Alexandra Barth (1989, Malacky, Slovakia)

email: barthalexandra@gmail.com

IG: https://www.instagram.com/alex.barth/

Education

2007 – 2013      Academy of fine arts and design Bratislava,  dpt. of   painting (M.A.)

Solo exhibitions / selection

2020      Configurations of the banal (in a dramatic lighting), Phoinix, Bratislava

2020      The Elevator, Fondazione Zimei c/o Urban gallery , Pescara

2019      Evidence of Absence, Hotdock project space, Bratislava 

2018      Pozoruhodnosti, Žumpa, Bratislava

2018      Stav vecí, Sumec, Bratislava

2017      Pôvodný stav, Temporary Parapet, Bratislava

2017      Poriadok vecí, Kunstverein Bratislava

2015      Pokoj, PRFR studios, Bratislava

Group exhibitions / selection  

2020      Like a picture, Photoport, Bratislava

2019      The Elevator, Temporary Parapet, Bratislava

2017      MDŽ, White&Weiss, Bratislava

2016      Kunstverein Selection 2016, PRFR Studios, Bratislava

2016      Jej svet, OGV Jihlava, CZ                                              

2014      Diversity required, Slovak National Gallery, Bratislava            

2013      Master’s diploma work, House of Arts, Bratislava

2011      Katzensuppe, SODA, Bratislava

2010      Art now, Kasárne/Kulturpark, Košice

Other

2019     Co-organiser of PGW – Petržalka Gallery Weekend

2017 – 2020    Founder and curator of Temporary Parapet – artist-run gallery in Bratislava-Petržalka

Residencies

2020     VARP – FKSE Budapest

Prizes

2021     Strabag Artaward – Jury preselection

Artist statement

My work is in a broader sense always autobiographical.

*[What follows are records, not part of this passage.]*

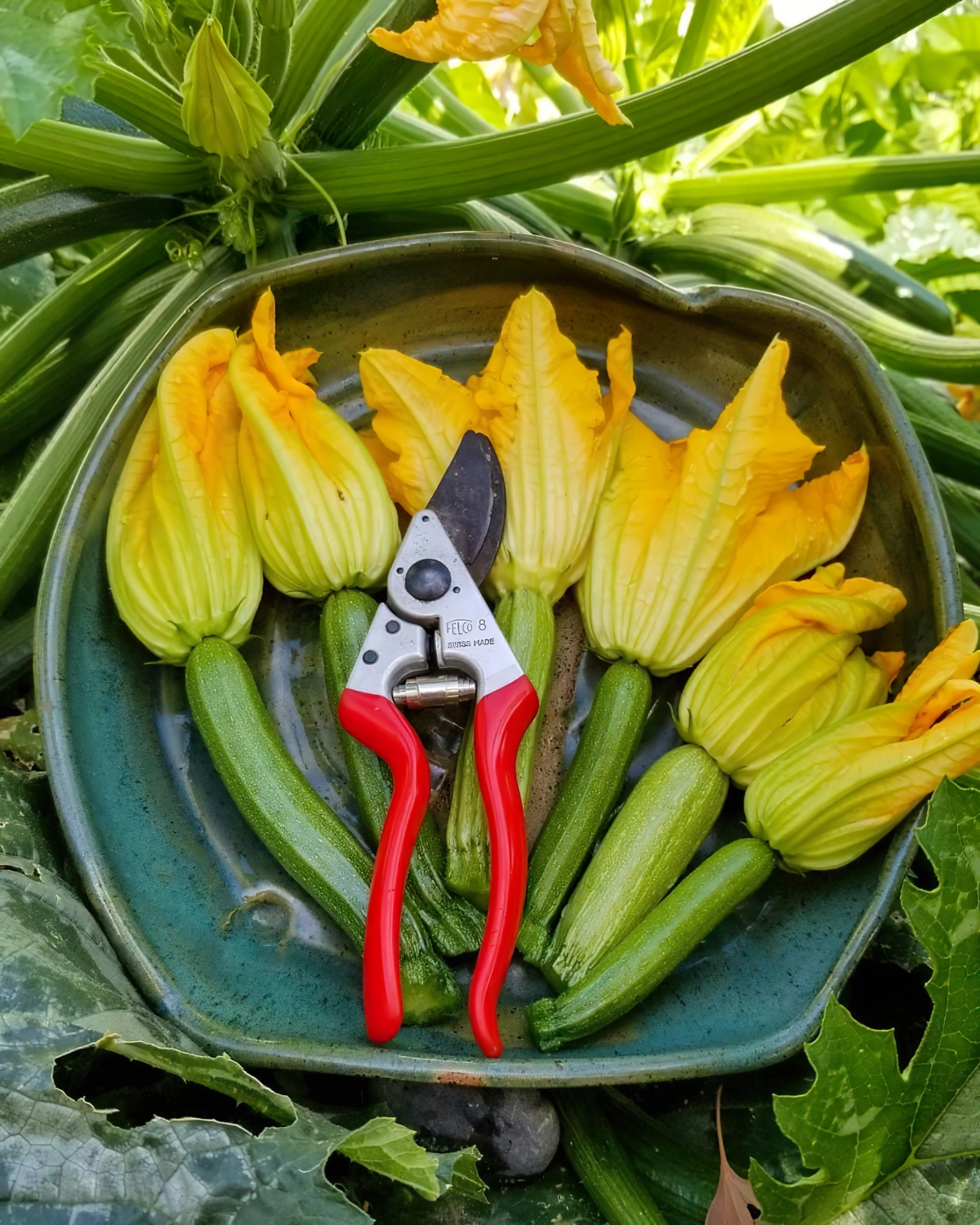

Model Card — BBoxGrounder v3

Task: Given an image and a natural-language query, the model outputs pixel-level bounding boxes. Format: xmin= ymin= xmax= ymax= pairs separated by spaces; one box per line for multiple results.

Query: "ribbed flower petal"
xmin=107 ymin=328 xmax=262 ymax=664
xmin=745 ymin=621 xmax=980 ymax=871
xmin=468 ymin=289 xmax=636 ymax=603
xmin=578 ymin=340 xmax=867 ymax=675
xmin=676 ymin=565 xmax=906 ymax=786
xmin=368 ymin=0 xmax=548 ymax=64
xmin=180 ymin=17 xmax=272 ymax=158
xmin=517 ymin=0 xmax=575 ymax=66
xmin=555 ymin=0 xmax=632 ymax=127
xmin=360 ymin=289 xmax=636 ymax=603
xmin=360 ymin=350 xmax=484 ymax=514
xmin=228 ymin=291 xmax=399 ymax=599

It began in 2014 with a series of self-mythologizing autoportrait paintings, often including some architectonic or interior design atributes. Slowly my attention moved to “figureless” still life – I was observing the things surrounding me and realized that the setting of one’s “habitat” tells a lot about him. The interest in the daily and mundane further led me to see the private spaces in the broader context of housing culture and urbanistic structures.

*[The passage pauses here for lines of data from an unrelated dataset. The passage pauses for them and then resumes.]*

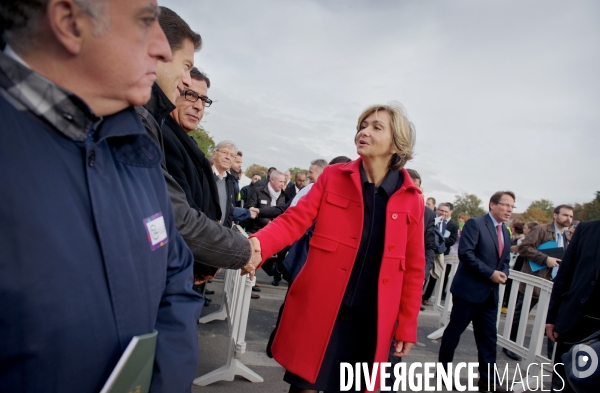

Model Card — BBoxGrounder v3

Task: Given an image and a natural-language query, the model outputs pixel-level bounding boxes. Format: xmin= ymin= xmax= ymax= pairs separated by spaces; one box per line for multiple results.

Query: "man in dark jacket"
xmin=212 ymin=141 xmax=237 ymax=228
xmin=240 ymin=173 xmax=260 ymax=206
xmin=546 ymin=220 xmax=600 ymax=392
xmin=422 ymin=202 xmax=458 ymax=306
xmin=161 ymin=67 xmax=221 ymax=221
xmin=0 ymin=0 xmax=200 ymax=393
xmin=136 ymin=7 xmax=260 ymax=278
xmin=246 ymin=169 xmax=286 ymax=233
xmin=285 ymin=172 xmax=306 ymax=203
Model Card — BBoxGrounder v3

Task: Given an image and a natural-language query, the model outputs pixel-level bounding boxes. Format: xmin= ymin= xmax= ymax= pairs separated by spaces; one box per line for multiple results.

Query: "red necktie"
xmin=496 ymin=224 xmax=504 ymax=258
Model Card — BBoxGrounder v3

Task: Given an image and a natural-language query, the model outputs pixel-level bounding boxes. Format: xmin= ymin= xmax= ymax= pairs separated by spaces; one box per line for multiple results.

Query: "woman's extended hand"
xmin=394 ymin=341 xmax=415 ymax=358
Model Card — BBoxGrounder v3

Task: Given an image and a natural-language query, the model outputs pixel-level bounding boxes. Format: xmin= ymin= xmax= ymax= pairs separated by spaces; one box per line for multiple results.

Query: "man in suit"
xmin=439 ymin=191 xmax=515 ymax=392
xmin=285 ymin=172 xmax=306 ymax=203
xmin=546 ymin=220 xmax=600 ymax=392
xmin=422 ymin=202 xmax=458 ymax=306
xmin=502 ymin=205 xmax=573 ymax=361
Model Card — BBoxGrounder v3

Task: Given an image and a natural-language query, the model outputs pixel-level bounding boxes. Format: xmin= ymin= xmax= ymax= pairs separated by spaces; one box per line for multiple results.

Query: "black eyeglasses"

Despite the usual expectations connected to such subjects, my approach remains very personal, subjective and intuitive. I like to concentrate on aesthetic qualities of space and things – their structural elements, emotional qualities of materials, psychological tension between the parts.

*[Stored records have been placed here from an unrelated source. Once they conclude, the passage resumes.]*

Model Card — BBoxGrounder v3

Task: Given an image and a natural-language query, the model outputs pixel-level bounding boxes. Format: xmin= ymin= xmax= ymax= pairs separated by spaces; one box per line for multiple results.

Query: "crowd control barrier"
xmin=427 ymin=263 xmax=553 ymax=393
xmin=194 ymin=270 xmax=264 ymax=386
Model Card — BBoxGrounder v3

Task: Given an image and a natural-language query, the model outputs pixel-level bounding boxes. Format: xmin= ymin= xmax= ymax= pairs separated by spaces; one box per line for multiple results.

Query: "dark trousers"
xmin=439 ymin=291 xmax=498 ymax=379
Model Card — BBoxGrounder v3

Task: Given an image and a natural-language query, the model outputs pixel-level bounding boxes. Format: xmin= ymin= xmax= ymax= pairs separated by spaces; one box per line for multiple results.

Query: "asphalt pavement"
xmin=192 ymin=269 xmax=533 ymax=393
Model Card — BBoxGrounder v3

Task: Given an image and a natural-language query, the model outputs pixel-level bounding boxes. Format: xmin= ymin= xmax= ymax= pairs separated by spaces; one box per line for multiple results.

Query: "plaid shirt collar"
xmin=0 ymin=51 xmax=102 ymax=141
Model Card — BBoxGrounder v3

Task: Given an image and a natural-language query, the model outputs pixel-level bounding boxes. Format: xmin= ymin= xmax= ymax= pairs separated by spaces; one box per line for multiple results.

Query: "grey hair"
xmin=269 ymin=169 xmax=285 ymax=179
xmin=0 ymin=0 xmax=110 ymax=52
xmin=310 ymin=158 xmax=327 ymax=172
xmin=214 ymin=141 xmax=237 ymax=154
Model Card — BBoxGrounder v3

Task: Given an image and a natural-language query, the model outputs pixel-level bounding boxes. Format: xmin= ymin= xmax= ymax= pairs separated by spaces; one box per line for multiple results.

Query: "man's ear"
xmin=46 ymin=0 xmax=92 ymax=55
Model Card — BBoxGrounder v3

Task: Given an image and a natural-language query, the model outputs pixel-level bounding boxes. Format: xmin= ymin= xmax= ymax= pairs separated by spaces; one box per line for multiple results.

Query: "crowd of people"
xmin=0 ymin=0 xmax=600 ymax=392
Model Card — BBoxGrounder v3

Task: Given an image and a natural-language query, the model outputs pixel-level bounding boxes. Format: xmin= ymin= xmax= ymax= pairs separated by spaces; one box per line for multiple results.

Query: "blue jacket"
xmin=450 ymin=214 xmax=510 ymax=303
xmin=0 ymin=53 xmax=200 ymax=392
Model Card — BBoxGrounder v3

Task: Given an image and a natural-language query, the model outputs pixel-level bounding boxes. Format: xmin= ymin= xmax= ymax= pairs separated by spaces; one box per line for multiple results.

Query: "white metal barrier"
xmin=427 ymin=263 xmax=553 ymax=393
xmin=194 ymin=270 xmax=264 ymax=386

I am reducing all the visual means to the neccesary core as I want the viewer to concentrate on the key moments. I like to supress any human touch to my works, there are no visible brush strokes, the surface is very flat and everything shaped clearly and precisely.   There’s a feeling of detachment, coldness, but in the same time somehow melancholic in their abandonment from any living form. These paintings are in a way photographical or render like. Perceivable as fictional reality, fake architectural sketches. Derived from actual photographs from an actual reality. This “pseudo-objective” process offers perspective on the usual surroundings which are experienced unnoticed, helping to better understand our layouts and the way they are connected to the daily experience.